M3 core counts and performance

Cmaier · May 15, 2024

tomO2013 said:
Those of you lucky enough to have your hands on the iPad Pro M4 can you tell me if the screen quality improvements are significantly better relative to older M1/M2 iPad Pro mini-led screens?

In my opinion, not really. Primarily I notice a difference when viewing movies with light on-dark, like the star wars crawling opening text. No blooming!

Color rendition seems more or less the same. Brightness during the day didn’t seem any different to me -I literally had both ipads on my kitchen table for a few hours while I was setting them up. I was also working on my mac. A few times when I looked up from my mac I had trouble telling the two ipads apart, and had to look at the keyboards to remind myself which was which. Brightness at night, weirdly enough, seems much brighter (at max) on the new one, but, of course, max brightness at night isn’t all that useful.

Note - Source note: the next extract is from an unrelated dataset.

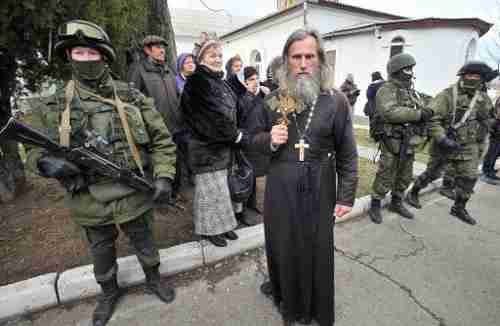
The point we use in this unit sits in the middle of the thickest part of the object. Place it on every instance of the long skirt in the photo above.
(213, 211)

Keep in mind my vision is not what it was even 5 years ago, so I could be missing something that someone with better vision might appreciate.

leman · May 15, 2024

tomO2013 said:
However the bit that caught my attention was when you mentioned that because Apple doesn’t sell to the open market and only buys for themselves, that this puts Apple at an advantage paradoxically.

Do you mind walking me through your thought process on this one as to why you think this puts Apple at an advantage, I’d like to understand a little more?
I’d have thought that having higher volume orders in general (even for mixed node orders) would give Apples competitors a cost advantage as they would have economies of scale on their side relative to the low volume orders of say Apple etc…

Thanks for initiating this conversation, it's an interesting one!

My argument is very simple: if making high-performance chips is going to become more expensive in the future, Apple is in advantage because they cut out the middleman. They can easily afford spending hundreds of $$$ per chip on design and manufacture, whereas Intel and AMD need to sell chips with profits. Another factor is that Apple devices are expensive, and users buy them. Nobody bats an eye anymore at a $3000-4000 MacBook Pro. A Dell XPS at that price level won't sell. Not to mention that the nature of the business is very different. Most of the chips Intel sells are low-performance, budged CPUs. Most of the chips Intel makes money with are high-end, enthusiast or server CPUs which are sold at tremendous margin. This is a difficult business model to balance, and this is why Intel uses binning so aggressively, selling the same CPU dies at very different price points. That is very unlike Apple, which value performance consistency across their CPUs.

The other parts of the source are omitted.